Novel Mutation Identified in Rare Form of CMT in Chinese Girl, Case Study Reports

Novel Mutation Identified in Rare Form of CMT in Chinese Girl, Case Study Reports

Researchers identified a novel mutation responsible for a rare form of Charcot-Marie-Tooth disease in a 13-year-old Chinese patient.

The case report, “A novel homozygous nonsense mutation in NEFL causes autosomal recessive Charcot-Marie-Tooth disease,” appeared in the journal Neuromuscular Disorders.

Mutations (errors) in the gene coding for the neurofilament light polypeptide (NEFL) – a key component of the structural machinery of nerve cells (or neurons) called the cytoskeleton – is the cause of a rare form of Charcot-Marie-Tooth (CMT) disease. This type of CMT is called autosomal dominant axonal Charcot-Marie-Tooth, or CMT2E, and it means that getting one copy of the mutated gene is sufficient to trigger the disease.

A pattern of what is known as autosomal recessive axonal form of Charcot-Marie-Tooth – meaning that in this case both copies of the gene need to carry the mutation for the disease to manifest – is much rarer and has only been identified, until now, in two patients.

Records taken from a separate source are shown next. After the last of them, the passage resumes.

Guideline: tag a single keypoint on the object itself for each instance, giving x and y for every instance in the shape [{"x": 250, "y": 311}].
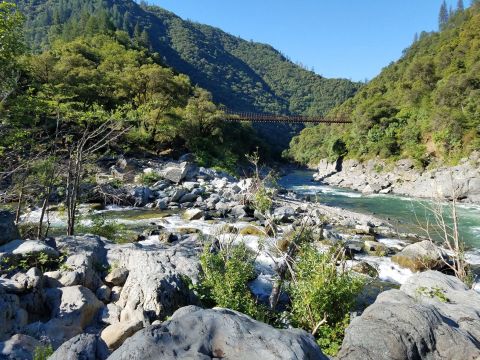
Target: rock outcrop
[
  {"x": 375, "y": 176},
  {"x": 432, "y": 316},
  {"x": 8, "y": 230},
  {"x": 195, "y": 333}
]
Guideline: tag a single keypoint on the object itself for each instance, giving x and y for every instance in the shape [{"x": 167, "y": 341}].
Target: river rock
[
  {"x": 142, "y": 195},
  {"x": 28, "y": 247},
  {"x": 19, "y": 347},
  {"x": 365, "y": 268},
  {"x": 176, "y": 172},
  {"x": 217, "y": 333},
  {"x": 81, "y": 347},
  {"x": 193, "y": 214},
  {"x": 117, "y": 276},
  {"x": 114, "y": 335},
  {"x": 432, "y": 316},
  {"x": 8, "y": 229},
  {"x": 375, "y": 248},
  {"x": 72, "y": 309},
  {"x": 420, "y": 256},
  {"x": 110, "y": 314},
  {"x": 12, "y": 316},
  {"x": 284, "y": 213},
  {"x": 154, "y": 284}
]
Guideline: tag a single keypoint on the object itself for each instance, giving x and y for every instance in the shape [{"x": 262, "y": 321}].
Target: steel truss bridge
[{"x": 274, "y": 118}]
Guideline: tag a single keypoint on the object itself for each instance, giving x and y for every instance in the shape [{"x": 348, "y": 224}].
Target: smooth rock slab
[
  {"x": 28, "y": 247},
  {"x": 195, "y": 333},
  {"x": 432, "y": 316},
  {"x": 8, "y": 230}
]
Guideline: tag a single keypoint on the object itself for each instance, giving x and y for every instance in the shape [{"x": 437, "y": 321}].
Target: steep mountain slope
[
  {"x": 241, "y": 75},
  {"x": 425, "y": 106}
]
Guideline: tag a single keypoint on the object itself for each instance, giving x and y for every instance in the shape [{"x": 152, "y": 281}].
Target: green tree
[
  {"x": 12, "y": 45},
  {"x": 443, "y": 15}
]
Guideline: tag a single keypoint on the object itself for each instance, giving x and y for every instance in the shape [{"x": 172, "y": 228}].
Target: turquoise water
[{"x": 405, "y": 214}]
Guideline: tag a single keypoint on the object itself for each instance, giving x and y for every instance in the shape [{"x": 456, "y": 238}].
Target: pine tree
[{"x": 443, "y": 16}]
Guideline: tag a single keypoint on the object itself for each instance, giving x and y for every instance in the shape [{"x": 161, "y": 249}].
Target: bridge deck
[{"x": 273, "y": 118}]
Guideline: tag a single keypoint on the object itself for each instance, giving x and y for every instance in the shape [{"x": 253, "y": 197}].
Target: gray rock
[
  {"x": 28, "y": 247},
  {"x": 110, "y": 314},
  {"x": 432, "y": 316},
  {"x": 117, "y": 276},
  {"x": 81, "y": 347},
  {"x": 284, "y": 213},
  {"x": 103, "y": 293},
  {"x": 8, "y": 229},
  {"x": 154, "y": 284},
  {"x": 239, "y": 212},
  {"x": 194, "y": 333},
  {"x": 176, "y": 172},
  {"x": 420, "y": 256},
  {"x": 18, "y": 347},
  {"x": 12, "y": 317},
  {"x": 193, "y": 214},
  {"x": 142, "y": 195},
  {"x": 188, "y": 198},
  {"x": 72, "y": 309},
  {"x": 114, "y": 335},
  {"x": 178, "y": 194}
]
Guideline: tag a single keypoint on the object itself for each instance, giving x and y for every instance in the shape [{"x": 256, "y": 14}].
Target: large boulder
[
  {"x": 8, "y": 229},
  {"x": 12, "y": 316},
  {"x": 420, "y": 256},
  {"x": 81, "y": 347},
  {"x": 27, "y": 247},
  {"x": 176, "y": 172},
  {"x": 19, "y": 347},
  {"x": 432, "y": 316},
  {"x": 155, "y": 282},
  {"x": 72, "y": 310},
  {"x": 195, "y": 333}
]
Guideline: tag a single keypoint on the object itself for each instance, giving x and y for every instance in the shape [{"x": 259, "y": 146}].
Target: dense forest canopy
[
  {"x": 105, "y": 76},
  {"x": 426, "y": 106},
  {"x": 241, "y": 75}
]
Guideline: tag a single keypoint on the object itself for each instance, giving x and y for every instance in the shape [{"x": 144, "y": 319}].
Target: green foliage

These patients exhibited a set of common features, including disease onset during childhood with severe damage to peripheral nerves.

Now, authors describe a case of a 13-year-old Chinese girl carrying a mutation that caused autosomal recessive axonal Charcot-Marie-Tooth.

The child was born from consanguineous parents (in genetics, this means the parents are second cousins or closer and share a common ancestor). At birth she had no neuromuscular disorders and was capable of sitting at 6 months of age, but was unable to stand or walk until she was around 1 year old. She then began to develop gait disturbance and weakness in her lower extremities until she was 10 years old. At this age she had to use a tailored ankle-foot orthosis.

As in the other two cases, this girl presented “marked delay in motor milestones, distal wasting of legs and pes cavus deformities,” the authors said in the report.

A biopsy to the sural nerve in the leg showed a severe loss of large myelinated fibers.

The authors conducted additional analyses, and using targeted next-generation sequencing, identified a new mutation in the NEFL gene as the potential cause for the disease spectrum in the patient. The mutation may lead to a reduction in the levels of the NEFL protein, which may explain the absence of neurofilaments, authors stated.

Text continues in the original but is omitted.